Women supporting women? I think, and it’s changed as I got older, actually.
So when I was younger, I didn’t think about it at all.
You know, I had probably more male friends and female friends simply
because of the university was very male-dominated. Medicine back then was very male-dominated. So a lot of my friends were men rather than women.
But actually, as I’ve got older, far more of my friends are women.
You know, you gravitate toward women who have had similar experiences. And I found it really important to have relationships, you know, to have that relationship with lots of women.
They’ve been, on the whole, far more supportive as I’ve got older and you go through different things in your life. My closest friends now are women rather than men, actually, so it’s kind of all changed. And I think it’s very important for women to support each other. And certainly, in the UK, I can only speak for being in the UK, in London especially, having enough money to do the kinds of things you want.

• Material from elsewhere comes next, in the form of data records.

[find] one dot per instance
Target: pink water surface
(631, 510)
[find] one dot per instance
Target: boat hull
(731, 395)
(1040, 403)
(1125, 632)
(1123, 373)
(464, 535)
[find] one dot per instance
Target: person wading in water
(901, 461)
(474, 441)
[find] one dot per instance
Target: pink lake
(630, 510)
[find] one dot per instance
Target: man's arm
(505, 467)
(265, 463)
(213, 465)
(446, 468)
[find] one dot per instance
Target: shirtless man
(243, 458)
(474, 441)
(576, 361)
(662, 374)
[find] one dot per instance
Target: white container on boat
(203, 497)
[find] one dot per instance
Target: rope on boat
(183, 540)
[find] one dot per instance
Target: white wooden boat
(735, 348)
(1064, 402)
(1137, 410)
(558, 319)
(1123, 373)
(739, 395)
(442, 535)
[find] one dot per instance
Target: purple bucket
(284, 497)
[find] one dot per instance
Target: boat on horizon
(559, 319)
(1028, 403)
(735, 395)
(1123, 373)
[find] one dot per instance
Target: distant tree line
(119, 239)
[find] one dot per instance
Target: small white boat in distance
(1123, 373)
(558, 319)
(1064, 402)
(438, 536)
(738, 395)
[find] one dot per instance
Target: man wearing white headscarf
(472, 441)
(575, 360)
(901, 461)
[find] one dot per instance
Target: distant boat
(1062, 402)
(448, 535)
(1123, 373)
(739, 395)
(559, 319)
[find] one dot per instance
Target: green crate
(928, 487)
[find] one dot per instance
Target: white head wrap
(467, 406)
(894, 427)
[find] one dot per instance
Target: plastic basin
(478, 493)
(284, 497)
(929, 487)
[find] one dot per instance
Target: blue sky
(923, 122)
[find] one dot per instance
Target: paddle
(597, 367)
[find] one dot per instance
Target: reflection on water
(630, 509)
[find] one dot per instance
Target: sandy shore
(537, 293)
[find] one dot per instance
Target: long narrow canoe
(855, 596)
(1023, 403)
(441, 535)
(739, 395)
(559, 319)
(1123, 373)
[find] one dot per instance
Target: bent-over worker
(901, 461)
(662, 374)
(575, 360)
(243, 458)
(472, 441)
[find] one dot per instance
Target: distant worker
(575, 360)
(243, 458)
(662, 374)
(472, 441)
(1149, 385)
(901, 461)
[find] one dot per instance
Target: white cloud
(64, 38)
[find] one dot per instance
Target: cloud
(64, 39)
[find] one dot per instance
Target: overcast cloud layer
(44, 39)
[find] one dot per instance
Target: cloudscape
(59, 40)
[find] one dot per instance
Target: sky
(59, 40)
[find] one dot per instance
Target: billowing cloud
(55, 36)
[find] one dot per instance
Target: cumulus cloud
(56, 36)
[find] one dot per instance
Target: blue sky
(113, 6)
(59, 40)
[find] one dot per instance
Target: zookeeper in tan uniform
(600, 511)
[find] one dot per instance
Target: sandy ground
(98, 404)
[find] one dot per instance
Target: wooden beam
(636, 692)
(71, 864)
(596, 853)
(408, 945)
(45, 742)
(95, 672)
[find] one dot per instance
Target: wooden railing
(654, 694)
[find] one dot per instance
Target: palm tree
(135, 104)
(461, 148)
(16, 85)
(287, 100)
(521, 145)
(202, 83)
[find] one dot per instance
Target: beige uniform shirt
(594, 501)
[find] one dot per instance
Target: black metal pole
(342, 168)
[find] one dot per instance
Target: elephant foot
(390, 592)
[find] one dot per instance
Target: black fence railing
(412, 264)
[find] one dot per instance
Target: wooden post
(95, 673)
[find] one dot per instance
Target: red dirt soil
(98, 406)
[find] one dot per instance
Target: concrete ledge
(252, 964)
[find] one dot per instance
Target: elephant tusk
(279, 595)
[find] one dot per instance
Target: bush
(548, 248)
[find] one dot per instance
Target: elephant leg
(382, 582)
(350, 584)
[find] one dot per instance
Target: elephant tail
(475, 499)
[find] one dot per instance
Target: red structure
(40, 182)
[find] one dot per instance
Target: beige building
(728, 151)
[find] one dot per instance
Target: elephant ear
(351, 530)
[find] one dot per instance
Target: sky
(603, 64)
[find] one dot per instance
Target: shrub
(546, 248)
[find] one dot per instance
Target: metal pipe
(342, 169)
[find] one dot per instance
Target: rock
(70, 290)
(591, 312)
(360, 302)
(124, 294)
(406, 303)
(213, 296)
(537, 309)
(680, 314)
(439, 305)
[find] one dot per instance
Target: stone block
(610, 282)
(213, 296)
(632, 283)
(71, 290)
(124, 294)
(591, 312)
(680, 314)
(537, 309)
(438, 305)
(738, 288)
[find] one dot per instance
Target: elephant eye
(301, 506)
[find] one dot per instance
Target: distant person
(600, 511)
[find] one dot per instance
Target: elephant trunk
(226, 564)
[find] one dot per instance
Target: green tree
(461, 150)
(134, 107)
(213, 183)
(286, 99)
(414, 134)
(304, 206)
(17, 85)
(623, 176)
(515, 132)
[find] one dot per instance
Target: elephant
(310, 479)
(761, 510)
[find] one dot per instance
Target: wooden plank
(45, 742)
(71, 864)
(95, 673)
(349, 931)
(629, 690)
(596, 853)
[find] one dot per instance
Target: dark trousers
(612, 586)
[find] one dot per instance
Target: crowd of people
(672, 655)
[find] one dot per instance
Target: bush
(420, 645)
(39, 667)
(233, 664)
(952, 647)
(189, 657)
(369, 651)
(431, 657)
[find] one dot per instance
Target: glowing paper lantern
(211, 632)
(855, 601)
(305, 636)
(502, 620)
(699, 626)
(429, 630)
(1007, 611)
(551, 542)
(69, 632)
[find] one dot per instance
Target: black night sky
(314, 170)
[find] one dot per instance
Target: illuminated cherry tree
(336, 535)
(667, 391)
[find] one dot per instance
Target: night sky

It’s very important that you do support each other actually in the kind of things you’re wanting to do or with your families or problems.
It really has been in various things I’ve gone through over the last 10 years, really important to have women friends supporting me and I, in return,
have supported them emotionally in all kinds of other ways.
So it’s really interesting how my view of female friendship.
And supporting other women has changed as I’ve got older actually, really has, strikingly.